Selectin expression is mediated by inflammatory cytokines (e.g. TNF, IL-1)
After rolling has slowed leukocytes, they can bind more firmly to the endothelium (adhesion). This is mediated by integrins, expressed on leukocytes. TNF and IL-1 induce endothelial expression of integrin ligands (e.g. VCAM-1 for VLA-4, ICAM-1 for LFA-1, and MAC-1)

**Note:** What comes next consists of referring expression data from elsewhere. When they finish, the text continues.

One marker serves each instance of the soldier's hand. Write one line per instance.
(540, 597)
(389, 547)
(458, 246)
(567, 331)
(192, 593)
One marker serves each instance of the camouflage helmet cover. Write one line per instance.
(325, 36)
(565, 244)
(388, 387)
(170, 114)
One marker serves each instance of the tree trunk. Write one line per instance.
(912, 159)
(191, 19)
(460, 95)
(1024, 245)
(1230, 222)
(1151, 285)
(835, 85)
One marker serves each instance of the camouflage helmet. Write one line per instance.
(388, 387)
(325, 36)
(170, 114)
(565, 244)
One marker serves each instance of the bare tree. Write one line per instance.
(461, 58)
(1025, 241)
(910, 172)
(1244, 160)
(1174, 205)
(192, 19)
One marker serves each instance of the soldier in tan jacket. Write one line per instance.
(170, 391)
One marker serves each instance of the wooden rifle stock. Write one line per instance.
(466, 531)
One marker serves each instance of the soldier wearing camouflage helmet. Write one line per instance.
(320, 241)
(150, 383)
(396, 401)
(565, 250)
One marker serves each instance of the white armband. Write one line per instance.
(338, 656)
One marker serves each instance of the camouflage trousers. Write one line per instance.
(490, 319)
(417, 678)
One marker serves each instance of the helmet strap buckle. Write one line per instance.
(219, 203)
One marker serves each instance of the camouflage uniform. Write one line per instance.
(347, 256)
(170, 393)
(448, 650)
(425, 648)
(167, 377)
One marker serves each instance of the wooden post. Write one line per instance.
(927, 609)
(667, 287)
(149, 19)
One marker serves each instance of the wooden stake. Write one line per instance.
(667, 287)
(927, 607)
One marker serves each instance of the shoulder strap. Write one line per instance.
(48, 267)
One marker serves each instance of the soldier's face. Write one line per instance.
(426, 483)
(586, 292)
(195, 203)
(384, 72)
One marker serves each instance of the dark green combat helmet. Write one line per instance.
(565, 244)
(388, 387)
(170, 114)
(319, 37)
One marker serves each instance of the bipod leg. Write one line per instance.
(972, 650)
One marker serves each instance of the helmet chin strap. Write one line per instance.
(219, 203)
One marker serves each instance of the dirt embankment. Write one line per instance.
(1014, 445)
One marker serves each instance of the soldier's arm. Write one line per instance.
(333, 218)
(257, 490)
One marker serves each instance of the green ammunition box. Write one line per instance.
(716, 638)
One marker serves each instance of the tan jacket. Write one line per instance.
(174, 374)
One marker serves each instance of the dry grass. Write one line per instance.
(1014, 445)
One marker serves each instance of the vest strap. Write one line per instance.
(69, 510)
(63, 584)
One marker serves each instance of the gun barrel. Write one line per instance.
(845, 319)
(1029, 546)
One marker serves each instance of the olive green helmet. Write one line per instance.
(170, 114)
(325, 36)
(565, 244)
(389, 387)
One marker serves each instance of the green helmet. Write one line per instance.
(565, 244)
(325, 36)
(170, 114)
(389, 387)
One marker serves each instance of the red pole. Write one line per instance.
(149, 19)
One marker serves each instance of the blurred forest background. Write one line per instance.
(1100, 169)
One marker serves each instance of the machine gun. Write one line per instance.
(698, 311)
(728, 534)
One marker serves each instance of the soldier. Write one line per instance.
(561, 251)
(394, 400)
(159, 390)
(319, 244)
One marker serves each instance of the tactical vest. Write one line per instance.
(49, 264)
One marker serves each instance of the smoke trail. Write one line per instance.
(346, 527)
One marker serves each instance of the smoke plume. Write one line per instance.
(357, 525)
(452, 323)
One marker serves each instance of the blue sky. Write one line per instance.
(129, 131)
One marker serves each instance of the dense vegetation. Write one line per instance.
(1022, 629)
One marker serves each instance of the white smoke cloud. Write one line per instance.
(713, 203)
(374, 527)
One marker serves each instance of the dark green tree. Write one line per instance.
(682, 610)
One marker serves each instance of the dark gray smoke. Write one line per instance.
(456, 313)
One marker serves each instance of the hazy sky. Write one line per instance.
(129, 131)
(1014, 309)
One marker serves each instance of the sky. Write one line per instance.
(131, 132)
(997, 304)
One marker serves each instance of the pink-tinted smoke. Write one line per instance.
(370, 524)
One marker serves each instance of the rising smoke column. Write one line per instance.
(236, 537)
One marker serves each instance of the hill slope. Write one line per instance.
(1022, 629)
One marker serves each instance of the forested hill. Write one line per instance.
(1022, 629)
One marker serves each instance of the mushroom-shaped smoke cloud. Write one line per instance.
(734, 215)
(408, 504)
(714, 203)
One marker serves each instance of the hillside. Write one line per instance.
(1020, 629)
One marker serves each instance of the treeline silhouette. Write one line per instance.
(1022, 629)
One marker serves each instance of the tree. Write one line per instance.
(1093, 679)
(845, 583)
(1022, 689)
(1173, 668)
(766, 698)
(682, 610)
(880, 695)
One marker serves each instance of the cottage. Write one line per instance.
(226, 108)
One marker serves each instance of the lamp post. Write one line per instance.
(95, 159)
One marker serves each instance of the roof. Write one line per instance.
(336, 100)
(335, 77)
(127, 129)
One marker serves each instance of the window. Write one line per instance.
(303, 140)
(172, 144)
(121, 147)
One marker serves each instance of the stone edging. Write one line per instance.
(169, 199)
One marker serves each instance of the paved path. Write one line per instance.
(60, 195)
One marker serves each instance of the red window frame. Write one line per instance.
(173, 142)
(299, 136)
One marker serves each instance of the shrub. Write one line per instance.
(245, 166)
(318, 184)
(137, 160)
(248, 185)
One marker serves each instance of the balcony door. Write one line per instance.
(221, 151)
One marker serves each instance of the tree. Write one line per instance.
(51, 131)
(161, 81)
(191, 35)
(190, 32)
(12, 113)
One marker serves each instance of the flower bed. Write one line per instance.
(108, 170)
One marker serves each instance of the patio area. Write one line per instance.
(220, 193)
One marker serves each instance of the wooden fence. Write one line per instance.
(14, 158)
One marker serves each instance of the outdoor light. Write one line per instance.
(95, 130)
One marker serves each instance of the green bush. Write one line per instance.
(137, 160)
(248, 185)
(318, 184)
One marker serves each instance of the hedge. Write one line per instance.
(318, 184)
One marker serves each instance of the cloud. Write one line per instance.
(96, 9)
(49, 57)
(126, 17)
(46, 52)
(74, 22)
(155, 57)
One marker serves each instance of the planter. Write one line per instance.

Leukocytes normally express integrins in a low-affinity state; chemokines bind the leukocytes, activating them to convert VLA-4 and LFA-1 integrins to high-affinity state
The multistep process of leukocyte migration through blood vessels, shown here for neutrophils. The leukocytes first roll, then become activated and adhere to endothelium, then transmigrate across the endothelium, pierce the basement membrane, and migrate toward chemoattractants emanating from the source of injury. Different molecules play predominant roles in different steps of this process: selectins in rolling; chemokines (usually displayed bound to proteoglycans) in activating the neutrophils to increase avidity of integrins; integrins in firm adhesion; and CD31 (PECAM-1) in transmigration. ICAM-1, Intercellular adhesion molecule 1; PECAM-1 (CD31), platelet endothelial cell adhesion molecule-1; TNF, tumor necrosis factor.